Manajemen MEDC akan meminta persetujuan pemegang saham dalam Rapat Umum Pemegang Saham Tahunan (RUPST). Agenda tersebut dijadwalkan berlangsung pada Kamis, 4 Juni 2026.
Berdasarkan keterbukaan informasi yang diterbitkan pada Selasa (28/4/2026), saham yang akan dialihkan berasal dari hasil pembelian kembali tahun 2025. Jumlah 150 juta saham tersebut merupakan bagian dari total saham treasuri Perseroan.
Data per 31 Maret 2026 mencatat MEDC memiliki total saham treasuri sebanyak 455.609.908 lembar. Jumlah ini mewakili 1,81% dari total modal ditempatkan dan disetor Perseroan.
Rincian saham treasuri tersebut terdiri atas hasil buyback tahun 2024 sebanyak 57.518.408 saham. Selain itu, terdapat hasil buyback fase I tahun 2025 sebanyak 365.291.500 saham dan fase II sebanyak 32.800.000 saham.

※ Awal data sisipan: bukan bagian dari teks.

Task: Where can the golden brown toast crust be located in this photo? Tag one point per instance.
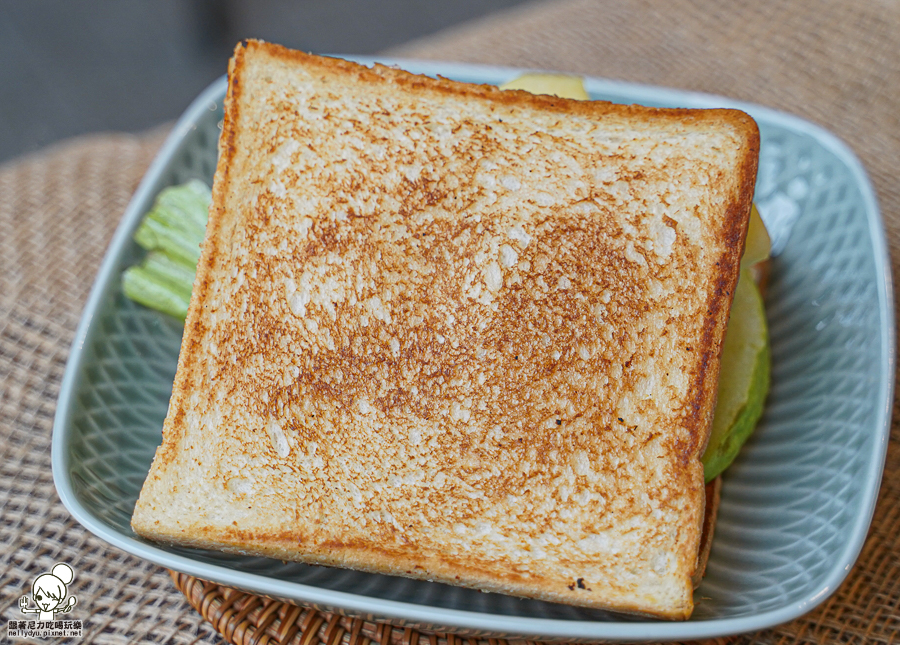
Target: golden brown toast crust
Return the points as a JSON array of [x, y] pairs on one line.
[[454, 333]]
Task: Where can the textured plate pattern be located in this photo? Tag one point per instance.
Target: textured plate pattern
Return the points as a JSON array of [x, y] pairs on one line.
[[795, 506]]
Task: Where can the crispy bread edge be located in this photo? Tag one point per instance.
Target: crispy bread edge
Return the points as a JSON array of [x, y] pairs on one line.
[[718, 307]]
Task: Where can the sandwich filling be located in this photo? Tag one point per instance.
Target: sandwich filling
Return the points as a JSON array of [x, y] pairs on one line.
[[455, 333]]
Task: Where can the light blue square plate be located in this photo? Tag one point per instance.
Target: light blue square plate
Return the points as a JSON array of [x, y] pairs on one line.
[[796, 505]]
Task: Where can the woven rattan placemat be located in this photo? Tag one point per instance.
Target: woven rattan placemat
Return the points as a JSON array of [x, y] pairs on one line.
[[834, 62]]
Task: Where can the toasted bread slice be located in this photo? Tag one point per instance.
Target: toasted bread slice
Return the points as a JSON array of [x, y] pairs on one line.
[[455, 333]]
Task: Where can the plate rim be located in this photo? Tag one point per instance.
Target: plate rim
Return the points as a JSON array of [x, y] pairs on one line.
[[466, 619]]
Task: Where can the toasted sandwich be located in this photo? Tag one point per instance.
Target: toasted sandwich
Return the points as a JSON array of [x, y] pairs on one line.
[[460, 334]]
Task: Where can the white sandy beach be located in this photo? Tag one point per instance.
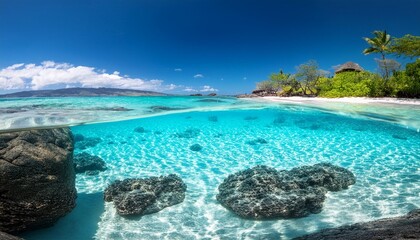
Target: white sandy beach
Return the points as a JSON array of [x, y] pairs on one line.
[[361, 100]]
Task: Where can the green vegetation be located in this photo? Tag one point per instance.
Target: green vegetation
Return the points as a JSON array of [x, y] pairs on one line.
[[379, 44], [390, 81], [406, 46]]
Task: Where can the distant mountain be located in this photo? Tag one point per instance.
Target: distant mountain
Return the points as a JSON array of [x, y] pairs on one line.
[[82, 92]]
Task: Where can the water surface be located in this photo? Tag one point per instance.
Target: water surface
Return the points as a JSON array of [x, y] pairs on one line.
[[384, 155]]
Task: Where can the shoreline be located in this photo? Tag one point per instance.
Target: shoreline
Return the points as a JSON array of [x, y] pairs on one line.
[[358, 100]]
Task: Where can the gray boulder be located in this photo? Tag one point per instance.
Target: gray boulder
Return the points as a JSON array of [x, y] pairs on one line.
[[84, 162], [145, 196], [404, 227], [265, 193], [5, 236], [37, 180]]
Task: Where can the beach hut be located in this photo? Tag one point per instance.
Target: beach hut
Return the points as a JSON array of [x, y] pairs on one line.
[[348, 67]]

Program ESAP dan MSAP merupakan bagian dari insentif berkelanjutan sejak 2017. Peserta program tidak dipungut biaya atau harga pelaksanaan. Langkah ini bertujuan memberikan penghargaan atas kinerja individu dan kontribusi terhadap operasional Perseroan.

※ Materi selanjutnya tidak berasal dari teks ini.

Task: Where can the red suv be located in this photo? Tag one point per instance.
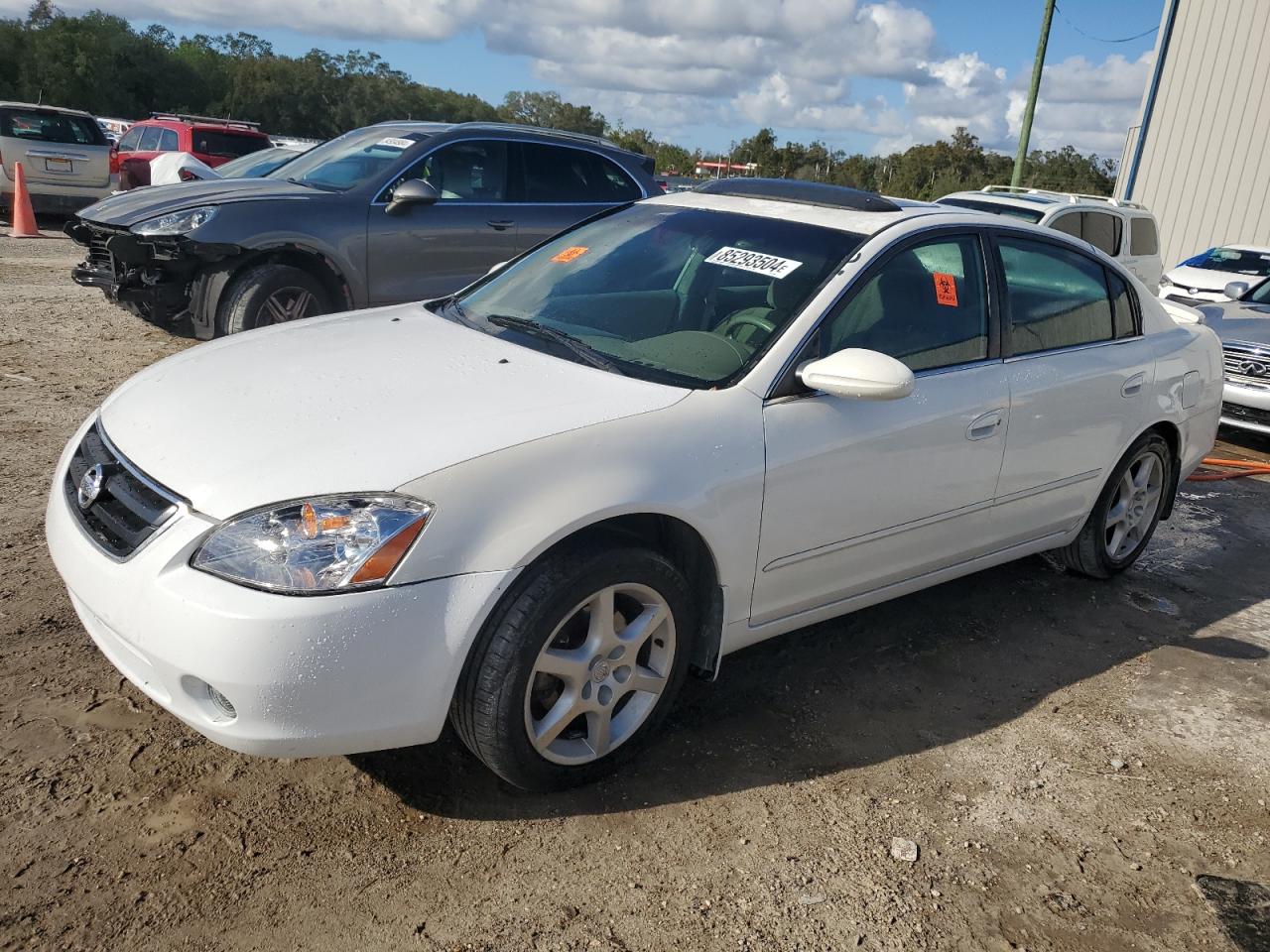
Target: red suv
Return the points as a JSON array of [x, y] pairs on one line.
[[211, 141]]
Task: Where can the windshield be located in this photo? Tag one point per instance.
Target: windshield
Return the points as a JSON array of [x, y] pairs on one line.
[[685, 296], [1008, 211], [348, 160], [257, 164], [1236, 261]]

Manajemen menegaskan, “Rencana Pengalihan Saham Hasil Pembelian Kembali Saham merupakan pilihan terbaik untuk mencapai manfaat bagi Perseroan dan seluruh pemegang saham.”
Pelaksanaan program ini dipastikan tidak mengubah struktur permodalan MEDC. Pemegang saham tidak akan terkena efek dilusi karena menggunakan saham treasuri yang sudah ada dalam portepel.

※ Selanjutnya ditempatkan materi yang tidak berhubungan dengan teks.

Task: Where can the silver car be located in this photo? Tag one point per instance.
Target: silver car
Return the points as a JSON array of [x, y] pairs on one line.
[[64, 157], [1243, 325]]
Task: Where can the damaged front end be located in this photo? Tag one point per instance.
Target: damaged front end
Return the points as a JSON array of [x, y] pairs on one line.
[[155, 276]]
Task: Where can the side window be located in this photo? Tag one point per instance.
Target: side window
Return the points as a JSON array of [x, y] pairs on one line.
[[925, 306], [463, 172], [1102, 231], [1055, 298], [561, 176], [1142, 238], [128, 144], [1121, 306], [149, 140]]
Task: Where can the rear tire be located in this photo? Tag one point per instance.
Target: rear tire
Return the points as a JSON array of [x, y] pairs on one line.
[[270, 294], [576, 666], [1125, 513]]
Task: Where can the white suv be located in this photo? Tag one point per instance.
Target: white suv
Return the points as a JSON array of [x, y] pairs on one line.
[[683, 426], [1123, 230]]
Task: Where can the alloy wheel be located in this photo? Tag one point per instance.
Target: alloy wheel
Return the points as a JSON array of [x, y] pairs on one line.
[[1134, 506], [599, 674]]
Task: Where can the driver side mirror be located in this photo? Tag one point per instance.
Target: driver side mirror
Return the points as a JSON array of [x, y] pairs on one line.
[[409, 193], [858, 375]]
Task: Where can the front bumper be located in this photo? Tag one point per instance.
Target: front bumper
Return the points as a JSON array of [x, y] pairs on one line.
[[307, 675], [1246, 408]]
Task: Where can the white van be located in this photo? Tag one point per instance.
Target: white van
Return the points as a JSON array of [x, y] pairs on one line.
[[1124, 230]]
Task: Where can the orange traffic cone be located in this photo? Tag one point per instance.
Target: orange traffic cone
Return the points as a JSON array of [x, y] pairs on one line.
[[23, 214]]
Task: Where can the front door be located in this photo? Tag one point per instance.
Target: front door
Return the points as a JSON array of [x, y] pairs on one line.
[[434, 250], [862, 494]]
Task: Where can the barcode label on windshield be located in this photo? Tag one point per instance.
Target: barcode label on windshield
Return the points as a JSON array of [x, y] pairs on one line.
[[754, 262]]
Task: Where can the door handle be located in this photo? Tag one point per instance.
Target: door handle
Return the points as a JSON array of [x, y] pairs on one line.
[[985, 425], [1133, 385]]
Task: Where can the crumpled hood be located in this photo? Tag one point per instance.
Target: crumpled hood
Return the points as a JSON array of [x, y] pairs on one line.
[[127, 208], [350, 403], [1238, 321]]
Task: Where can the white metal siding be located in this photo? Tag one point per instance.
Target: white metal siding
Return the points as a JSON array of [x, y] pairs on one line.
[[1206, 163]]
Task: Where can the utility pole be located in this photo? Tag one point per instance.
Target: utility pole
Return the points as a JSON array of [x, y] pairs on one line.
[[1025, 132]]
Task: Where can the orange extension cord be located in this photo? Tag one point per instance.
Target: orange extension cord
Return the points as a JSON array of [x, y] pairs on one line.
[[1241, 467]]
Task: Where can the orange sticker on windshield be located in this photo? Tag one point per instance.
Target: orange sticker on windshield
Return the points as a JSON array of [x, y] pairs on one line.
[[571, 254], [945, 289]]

Dewan Komisaris MEDC saat ini dipimpin oleh Yani Yuhani Panigoro sebagai Komisaris Utama. Sementara posisi Direktur Utama dijabat oleh Hilmi Panigoro.
Jadwal penting terkait rencana ini dimulai dengan pengumuman RUPST pada 28 April 2026. Batas akhir penentuan pemegang saham yang berhak hadir (recording date) jatuh pada 12 Mei 2026. Pemanggilan RUPST akan dilakukan pada 13 Mei 2026.
Ringkasan risalah RUPST rencananya diumumkan pada 5 Juni 2026. Terakhir, penyampaian salinan berita acara RUPST kepada Otoritas Jasa Keuangan (OJK) ditargetkan pada 3 Juli 2026.